Cloud Operations Incident Commander

Engineering Sydney, Australia


Join us as we pursue our disruptive new vision to make machine data accessible, usable and valuable to everyone. 

We are a company filled with people who are passionate about our product and seek to deliver the best experience for our customers. At Splunk, we’re committed to our work, customers, having fun and most importantly to each other’s success. Learn more about Splunk careers and how you can become a part of our journey!

Diversity Matters, we harness our unique strengths to deliver the best outcomes. We work closely with several different parts of the organization to learn and educate each other, then we build the right solution for all parties; transparency is at our core. We have fun doing phenomenal work with great people. Come become one of us.

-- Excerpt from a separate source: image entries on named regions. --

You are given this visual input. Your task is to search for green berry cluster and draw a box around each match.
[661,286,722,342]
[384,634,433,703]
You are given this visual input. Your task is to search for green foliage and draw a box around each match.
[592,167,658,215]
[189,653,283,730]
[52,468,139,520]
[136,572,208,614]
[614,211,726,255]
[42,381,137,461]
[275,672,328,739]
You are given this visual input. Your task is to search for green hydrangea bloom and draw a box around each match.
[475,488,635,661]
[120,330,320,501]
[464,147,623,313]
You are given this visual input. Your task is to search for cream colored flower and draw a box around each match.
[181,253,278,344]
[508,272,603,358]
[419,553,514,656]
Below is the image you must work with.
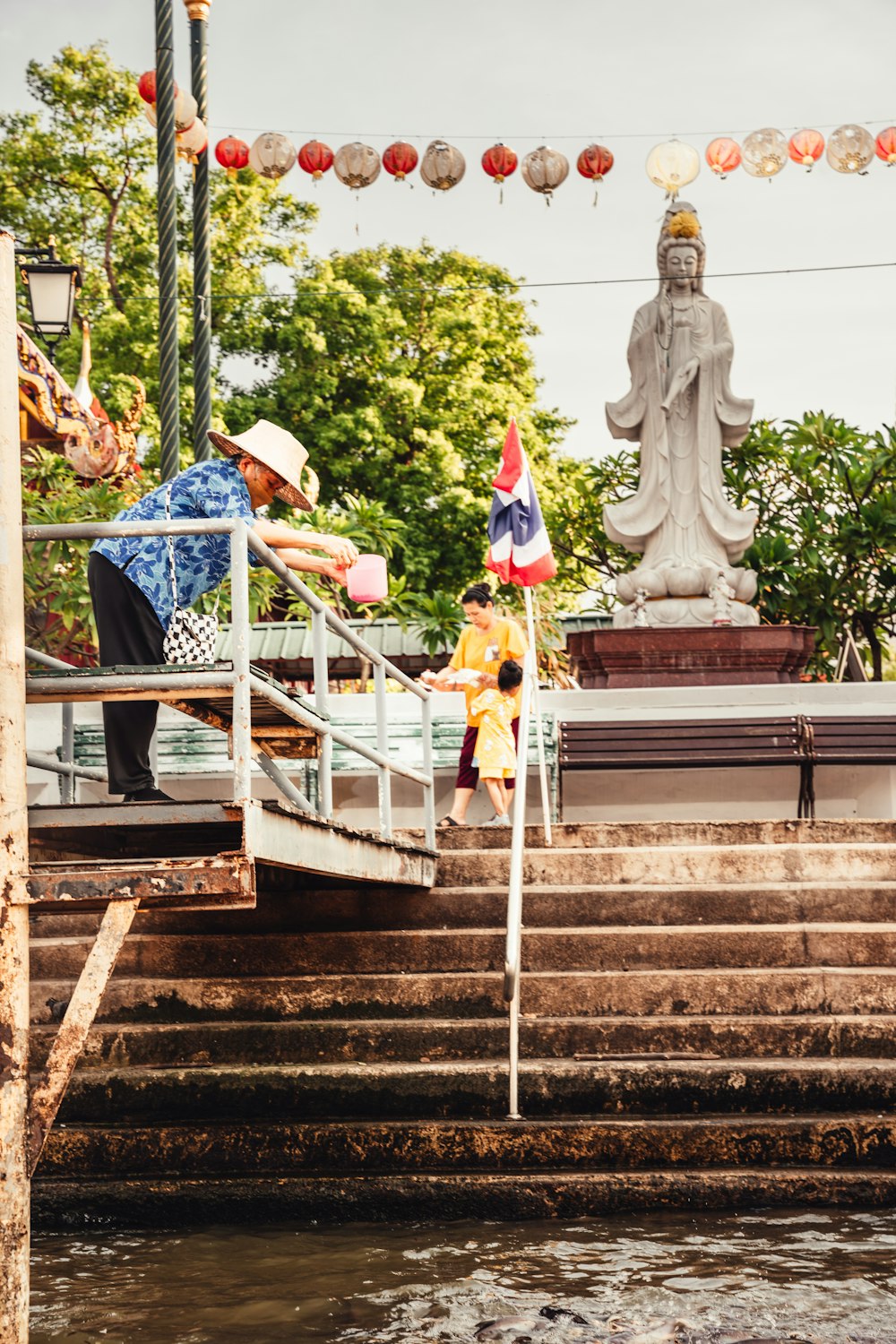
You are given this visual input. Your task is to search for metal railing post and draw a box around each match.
[59,704,76,803]
[312,609,333,819]
[420,695,435,849]
[229,523,253,806]
[0,228,30,1344]
[374,663,392,840]
[504,648,535,1120]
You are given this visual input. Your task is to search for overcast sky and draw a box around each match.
[0,0,896,454]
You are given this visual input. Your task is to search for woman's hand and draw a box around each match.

Want to work in a dynamic environment with the latest cloud technologies? Want to learn Splunk from the inside and grow your career in exciting ways? Splunk Cloud is looking for self-starting individuals to be a part of the Splunk>Cloud Network Operations Center (CNOC).  Splunk CNOC manages incidents that affect the availability and performance of Splunk>Cloud service for our customers Globally. The Splunk CNOC is an always-on / always-active team making sure that each of our customers has an outstanding experience.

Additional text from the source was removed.